On 22/06/2021 10:08, Remi Forax wrote:


------------------------------------------------------------------------

    *De: *"John Rose" <john.r.r...@oracle.com>
    *À: *"Maurizio Cimadamore" <maurizio.cimadam...@oracle.com>
    *Cc: *"daniel smith" <daniel.sm...@oracle.com>,
    "amber-spec-experts" <amber-spec-experts@openjdk.java.net>
    *Envoyé: *Mardi 22 Juin 2021 02:31:13
    *Objet: *Re: Experience with sealed classes & the "same package" rule



    That argument does not make sealing
    less useful or more dangerous in a
    non-modular setting, in a manner
    unique to sealing.  So, I still fail to see
    why the proposed simplification has
    any downside at all.


The proposed simplification allows different packages to share different part of the sealed hierarchy without a module.
So those packages can be in different jars, compiled at different times.
This will produce "impossible" sealed hierarchies where by example two types are both permitted subtypes of each other.

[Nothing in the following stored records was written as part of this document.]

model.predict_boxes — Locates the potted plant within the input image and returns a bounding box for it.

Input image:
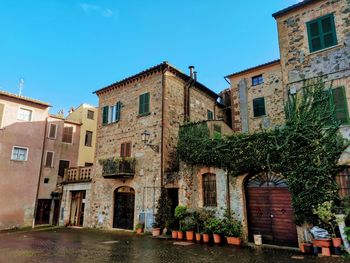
[313,201,342,248]
[208,217,223,244]
[136,223,143,234]
[175,205,187,240]
[152,222,160,237]
[223,211,242,246]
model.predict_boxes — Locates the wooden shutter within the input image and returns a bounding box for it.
[115,101,122,122]
[45,152,53,167]
[49,123,57,139]
[102,106,109,125]
[0,103,5,127]
[253,98,266,117]
[332,87,349,124]
[62,127,73,143]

We can save a lot of test and debugging time to a lot of people by avoiding split sealed hierarchy.

I was working under the assumption that we would NOT just blindly allow different packages (e.g. in unnamed module) to access same sealed hierarchy in an uncontrolled fashion.

Without the natural boundary provided by modules, it seems like this would be problematic, and would essentially rely on the user "not trying too hard" (as Dan put it). So IMHO, the choice is between keeping the rules we have now, or backout the special rules around modules, and keeping all accesses to a sealed hierarchy package-confined. The middle ground seems murky and not strong enough, from a language perspective.

On the other hand, I recall the discussion around meaning of "public" when a class is in a module, and perhaps this is just "more of the same" - e.g. "sealed" provides a stronger guarantee _inside_ a named module.